Muhammed Shakoori, 61, was fined 500 in June 2010 for running an immigration business illegally from his home in Rusholme.

His license was revoked in October 2009 but he continued to work as an adviser. The father wrote two letters charging 700 and offering services to a Jamaican national, Alphonso Bartley, who had been refused a visa to remain in Britain.

The first was penned in November 2009, just a month after Shakoori’s licence had been removed, and the other in 2010, just three months after he had been convicted of two immigration offences.

The court heard that Shakoori had advised Mr Bartley to seek a judicial review over the refusal to allow him to remain in Britain.

Shakoori, of Dickenson Road, pleaded not guilty to providing immigration services when not qualified to do so but a jury convicted him following a trial.
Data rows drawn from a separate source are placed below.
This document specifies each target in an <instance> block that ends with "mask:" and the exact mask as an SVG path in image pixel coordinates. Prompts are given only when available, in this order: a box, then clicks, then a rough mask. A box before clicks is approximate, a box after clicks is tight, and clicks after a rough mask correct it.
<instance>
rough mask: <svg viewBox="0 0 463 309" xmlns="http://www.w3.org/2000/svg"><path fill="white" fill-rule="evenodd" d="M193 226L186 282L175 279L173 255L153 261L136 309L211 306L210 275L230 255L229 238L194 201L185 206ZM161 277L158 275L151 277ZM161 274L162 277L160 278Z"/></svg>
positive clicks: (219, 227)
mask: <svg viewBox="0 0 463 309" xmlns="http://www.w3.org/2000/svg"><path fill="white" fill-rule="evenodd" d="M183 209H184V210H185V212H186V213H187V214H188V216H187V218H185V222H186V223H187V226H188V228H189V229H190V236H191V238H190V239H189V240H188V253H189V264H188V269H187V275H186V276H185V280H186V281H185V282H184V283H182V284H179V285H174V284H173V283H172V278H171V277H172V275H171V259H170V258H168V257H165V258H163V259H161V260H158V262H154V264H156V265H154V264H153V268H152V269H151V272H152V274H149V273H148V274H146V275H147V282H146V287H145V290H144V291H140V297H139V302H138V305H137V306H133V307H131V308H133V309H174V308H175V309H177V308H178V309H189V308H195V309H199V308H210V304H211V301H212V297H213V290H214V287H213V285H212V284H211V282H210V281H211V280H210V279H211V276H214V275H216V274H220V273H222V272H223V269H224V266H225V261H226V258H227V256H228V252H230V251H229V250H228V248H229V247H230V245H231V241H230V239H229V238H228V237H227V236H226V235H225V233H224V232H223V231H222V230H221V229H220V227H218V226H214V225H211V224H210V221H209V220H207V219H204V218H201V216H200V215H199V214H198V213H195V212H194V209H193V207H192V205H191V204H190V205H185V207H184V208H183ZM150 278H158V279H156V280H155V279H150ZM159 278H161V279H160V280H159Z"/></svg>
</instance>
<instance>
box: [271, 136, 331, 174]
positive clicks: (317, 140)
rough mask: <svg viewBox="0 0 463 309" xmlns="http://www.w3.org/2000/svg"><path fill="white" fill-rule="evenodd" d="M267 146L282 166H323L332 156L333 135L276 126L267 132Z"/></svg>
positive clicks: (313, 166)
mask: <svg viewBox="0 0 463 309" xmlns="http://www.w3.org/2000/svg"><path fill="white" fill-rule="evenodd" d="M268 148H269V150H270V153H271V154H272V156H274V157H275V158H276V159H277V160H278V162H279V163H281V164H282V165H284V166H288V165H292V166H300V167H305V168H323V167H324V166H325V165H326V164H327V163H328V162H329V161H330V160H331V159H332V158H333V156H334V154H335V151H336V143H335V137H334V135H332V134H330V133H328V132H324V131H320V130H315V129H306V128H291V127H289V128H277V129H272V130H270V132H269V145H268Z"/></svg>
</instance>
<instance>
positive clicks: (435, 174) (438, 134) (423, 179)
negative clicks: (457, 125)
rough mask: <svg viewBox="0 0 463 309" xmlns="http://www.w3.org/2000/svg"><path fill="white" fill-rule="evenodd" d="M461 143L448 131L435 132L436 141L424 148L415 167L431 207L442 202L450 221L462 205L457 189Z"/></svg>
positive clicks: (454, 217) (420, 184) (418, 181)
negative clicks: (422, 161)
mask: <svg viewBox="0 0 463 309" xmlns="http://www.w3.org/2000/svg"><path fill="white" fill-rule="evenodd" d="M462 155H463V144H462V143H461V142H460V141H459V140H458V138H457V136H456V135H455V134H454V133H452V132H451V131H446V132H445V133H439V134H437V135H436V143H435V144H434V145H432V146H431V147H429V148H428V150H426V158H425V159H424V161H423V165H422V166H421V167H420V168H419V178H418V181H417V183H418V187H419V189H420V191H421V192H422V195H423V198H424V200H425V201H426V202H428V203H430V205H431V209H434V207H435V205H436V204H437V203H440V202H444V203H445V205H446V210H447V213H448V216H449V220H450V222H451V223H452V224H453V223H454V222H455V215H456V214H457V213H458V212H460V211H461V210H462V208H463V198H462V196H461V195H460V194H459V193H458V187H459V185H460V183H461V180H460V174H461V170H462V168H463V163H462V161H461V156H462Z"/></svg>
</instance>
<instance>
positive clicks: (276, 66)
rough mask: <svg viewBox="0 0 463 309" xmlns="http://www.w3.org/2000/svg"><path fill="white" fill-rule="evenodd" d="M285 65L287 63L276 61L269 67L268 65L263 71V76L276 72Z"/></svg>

He was acquitted of a second count of providing immigration advice when not qualified to do so.

He was given a six month suspended prison sentence at Manchester Crown Court. The Recorder Suzanne Goddard QC told him that he was notified about his license being cancelled on October 14, 2009 and the first letter that he wrote to a client after the date of cancellation of his registration was well within the knowledge that he could not represent any client.

The second letter in issue which was written on September 27, 2010 was actually past his conviction before the crown court and by which time he should have known that he could not engage in these activities for sure in any shape or form.

The court heard that during the investigation when two immigration officers went to his premises at Dickenson Road he was seen gathering up documents inside the premises after the doorbell had been pressed and putting them into a briefcase and taking it upstairs and then lying that he didn’t have a briefcase.

When the officers tried to gather the items together to try to take them away he had snatched that bundle off her and actively tried to stop those two officers from carrying out their duties of executing the search warrant at his premises.

She cautioned him from carrying out any immigration services at all whether paid or unpaid saying that he would be brought back to court and he would face prison sentence.

An electronically-monitored curfew was also imposed on Shakoori for 28 days, during which time he must remain inside his home in Rusholme between 7pm and 7am.

He was also ordered to pay 250 compensation to Mr Bartley and 500 towards prosecution costs.

He said he may take his case to the European Court of Human Rights.